A situação era essa, quando sua filha Julieta conheceu o Romeu Perna de Moça. Simpática, alegre, a moça havia arrumado algumas amigas na cidade. Uma delas, Cibele, filha de sua costureira, foi quem o apresentou, na saída da missa matinal de domingo. Julieta interessou-se pelo belo rapaz, falante, de pele lisinha. Marcaram encontro no cinema, sessão das 19 horas. As moças costumavam deixar um lugar vago ao seu lado nas poltronas; ao apagar das luzes da sala, os seus eleitos se achegavam sorrateiramente e ocupavam o lugar. Foi o que fez o Perna de Moça. No meio do filme, já estavam de mãos entrelaçadas; até o “happy end” haviam estourado meia dúzia de beijos.

Seus encontros começaram às escondidas na casa da Cibele, sob o pretexto de experimentar suas roupas. Depois evoluíram para lanchonetes, festinhas, jogos de futebol de salão na cancha central; Romeu era atleta do time da Ideal Navegações. Após os jogos saíam para namorar na pracinha, debaixo da grande figueira.

Da sacadinha de seu sobrado, defronte à praça, a viúva Dona Zita, apelidada de Asa Negra, uma das maledicentes municipais, escandalizava-se com os agarros do casal (mas não deixava de observá-los atentamente). Na primeira oportunidade, foi contar aos pais que não só a filha mantinha um namoro escondido, mas que o cara era contraparente dos Santos Vieira.

Conselho de guerra. Chamaram a garota, que veio desconfiada.

– É verdade que você anda de namorico por aí?

– Quem falou isso?

– Não tente disfarçar. Sabe quem é ele?

– Tá bom. O nome dele…

– Não interessa o nome do crápula. Sabe de que família ele é?

– Não perguntei. Não me interessa. E não é namorico, nós nos amamos.

Foi proibida de sair de casa. E só poderia ir a algum lugar acompanhada da irmã, até que conseguisse extirpar aquele cancro do coração. Mas não adiantou, Julieta sempre dava jeito de uma fugidinha, por rápida que fosse, para encontrá-lo ou para mandar recado. O que tinha ela com as inimizades dos pais?

O povo da cidade sabia bem da história. Caçoavam, faziam piadas. Comentavam a coincidência dos nomes com os personagens de Shakespeare.

– Coitados! Tomara que não morram no final – dizia dona Mocinha, a costureira.
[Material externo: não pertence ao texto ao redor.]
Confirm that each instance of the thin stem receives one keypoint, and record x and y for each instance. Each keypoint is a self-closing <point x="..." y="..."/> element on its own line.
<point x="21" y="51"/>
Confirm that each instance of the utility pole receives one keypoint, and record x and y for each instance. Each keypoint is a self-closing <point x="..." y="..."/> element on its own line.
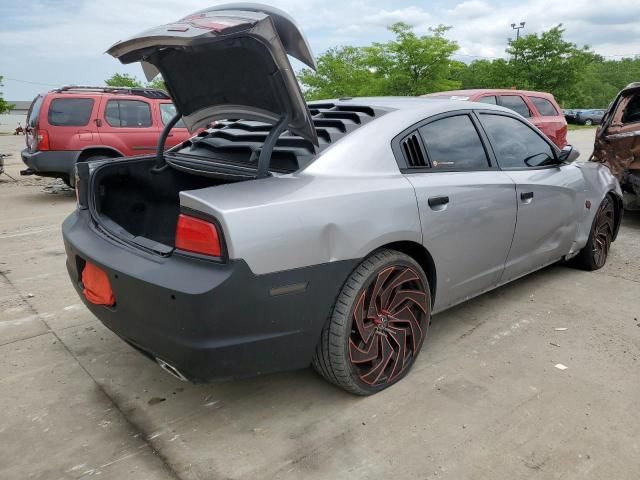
<point x="517" y="29"/>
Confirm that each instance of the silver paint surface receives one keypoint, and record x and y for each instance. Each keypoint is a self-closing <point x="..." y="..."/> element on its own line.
<point x="353" y="199"/>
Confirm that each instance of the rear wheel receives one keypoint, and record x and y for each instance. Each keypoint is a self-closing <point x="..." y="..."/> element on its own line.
<point x="378" y="324"/>
<point x="594" y="255"/>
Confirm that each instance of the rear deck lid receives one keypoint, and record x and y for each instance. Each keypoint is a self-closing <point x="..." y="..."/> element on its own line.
<point x="228" y="61"/>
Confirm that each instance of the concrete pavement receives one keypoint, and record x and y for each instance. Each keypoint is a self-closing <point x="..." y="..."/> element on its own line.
<point x="484" y="400"/>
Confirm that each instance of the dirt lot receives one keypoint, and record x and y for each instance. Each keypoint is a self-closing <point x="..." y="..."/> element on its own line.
<point x="484" y="400"/>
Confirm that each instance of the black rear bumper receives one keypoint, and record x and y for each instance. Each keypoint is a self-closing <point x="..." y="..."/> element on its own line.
<point x="50" y="163"/>
<point x="207" y="320"/>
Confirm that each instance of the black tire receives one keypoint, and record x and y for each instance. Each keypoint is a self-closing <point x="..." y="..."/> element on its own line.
<point x="372" y="320"/>
<point x="594" y="254"/>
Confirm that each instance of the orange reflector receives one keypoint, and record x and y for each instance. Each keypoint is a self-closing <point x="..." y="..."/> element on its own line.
<point x="199" y="236"/>
<point x="97" y="288"/>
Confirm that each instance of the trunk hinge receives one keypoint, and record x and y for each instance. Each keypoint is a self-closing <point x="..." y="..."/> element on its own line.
<point x="161" y="164"/>
<point x="269" y="144"/>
Jovens irreverentes passavam de bicicleta pela casa de esquina gritando:

– Romeu, Romeu, agora tu é meu!

A velha se remordia de raiva, rogava maldições, olhos voltados para o céu.

Uma tarde, quando saiu para ir à padaria, não encontrou mais Julieta em casa. Mandou emissários a procurarem na “toca do inimigo”, isto é, na casa da família do Perna de Moça. Ninguém sabia de nada. Romeu também havia desaparecido.

Dias depois, veio uma carta da filha: “Mamãe e papai, não se preocupem comigo. Consolidei minha união com o Romeu. Estou feliz. Se puderem me perdoem”. Esse “consolidei minha união”, em linguagem popular, queria dizer que a vaca foi pro brejo.

Doutor Juvêncio pediu transferência para outro estado. Ao embarcaram no ônibus para sumir daquela cidade, a mulher tirou uma faquinha da bolsa, rapou a terra da sola de seu sapato e deu uma cuspida de desprezo no chão.